Last Wednesday evening, timesofmalta.com ran the headline: ‘Minister’s declarations of assets tabled in Parliament; Mizzi declares Panama company and NZ trust’. It would have been funny if it hadn’t been so painfully true. But unfortunately this is what we’ve come to.

Common sense dictates that once a Cabinet Minister is caught with a secret company in Panama, he resigns the minute the wall of secrecy around his company collapses. Not in Malta, where the minister involved in this political scandal declares it in Parliament, two months after his cover was blown.

Barely 24 hours after he tabled his declaration of assets, the Prime Minister announced that Mizzi was to be retained as a Cabinet member, and Keith Schembri was to keep his post as chief of staff. What’s more, Mizzi is now a minister without portfolio, which in effect is a promotion because he can involve himself in a wide array of areas and decisions.

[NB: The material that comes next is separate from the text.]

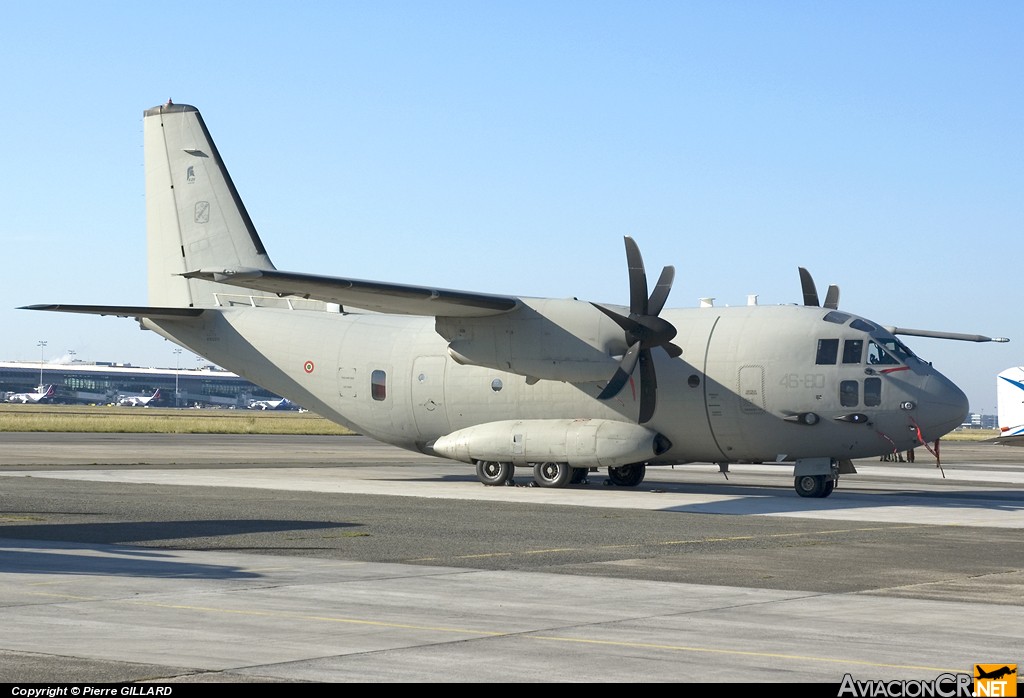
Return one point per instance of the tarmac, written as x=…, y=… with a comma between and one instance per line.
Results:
x=172, y=558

Honest, hardworking people are wondering why Mizzi is still a Cabinet member and an MP, and what on earth the Prime Minister was thinking by supporting his energy minister when untold harm that is being done to Malta’s reputation.

Walk out on the street this morning and ask the first 10 people you meet what is the first thing that comes to mind in the current political situation. You can bet your life it won’t be the PN’s Skema Ċedoli, or Beppe Fenech Adami’s pool, or the works carried out at a property owned by Mario de Marco for which he paid in full, as Labour would have us believe.

At the root of Panamagate is not just tax and money, it’s about inequality too

No, the first nine will probably say Panama and Konrad Mizzi, and the 10th will probably ask: “What on earth was the PM thinking in keeping Mizzi in his Cabinet?”

It’s really and truly the case of a free fall without a parachute, as the death metaphors are flowing in a dark torrent of despair from well-meaning citizens. Never, not even once, did Mizzi express regret for what he did, let alone think of stepping down. His insistence that he did nothing wrong and that he was planning to include the Panama company and the New Zealand trust in his declaration of assets teeters into ludicrousness.

His position became untenable the moment journalist Daphne Caruana Galizia exposed his secret financial set-up, and that was two long months ago. Since then, he has limped on, reassured by his Prime Minister’s unconditional support.

To add insult to injury, Muscat went on to appoint him as Labour’s deputy leader and has now removed him from the post. In so doing, he rendered the deputy leadership election an organised farce.

But what happened in Parliament last Wednesday was as shocking as it was insulting. Mizzi would have us believe that by declaring the Panama shell company and the New Zealand trust in his declaration of assets he was being transparent in his financial affairs. Words fail me. Were it not for Ms Caruana Galizia who blew his cover, and the independent press which followed the story daily, for two months, we would have never known of Mizzi’s secret financial structure.

Two months ago, Muscat told us that Mr Mizzi was planning to list his secret company and New Zealand trust in his declaration of assets. It must be ghastly to say something when you know that every person listening has decided that you are trying, unsuccessfully, to take them for a ride.

Secret financial structures are meant to be just that – they are not meant to be listed in parliamentary declarations of assets. People who set up shell companies in Panama do so because they know that their financial structures are kept under lock and key and no auditor or tax commissioner is able to investigate what lies within that financial structure.

The absolute majority of government MPs are desperate to see the back of Mizzi, a couple of them even venting their frustrations in public, but in the end they did not have the stomach for a kill.

The news staff at Newsbook listened to all 13 hours of the debate in Par­lia­ment on Monday last week, in the lead-up to the confidence vote in government, and counted the number of time MPs mentioned ‘Konrad Mizzi’ and ‘Panama’. The results put to shame all government MPs. Not one government MP mentioned Mizzi, and the only two who mentioned Panama were the Prime Minister and Mizzi himself. The subject of the debate was the Panama Papers and Mizzi’s secret company, but they ignored the subject matter completely, and it was screamingly obvious that they were religiously following a script written at Castille.

There are times when politicians are put on the spot, and they have to decide in an instant which side they are on. Instead of piling pressure on their boss to show him the door, government MPs chose to protect their vested interests, and in so doing, ridiculed Malta and did a huge disservice to its people.

But, at the root of Panamagate is not just tax and money, it’s about inequality too. By choosing Panama, Mizzi sought to exit our economic system, in which hardworking Maltese men and women work and pay their taxes, and sought refuge outside it. Mizzi does not want to play by the same rules that Maltese taxpayers have to follow.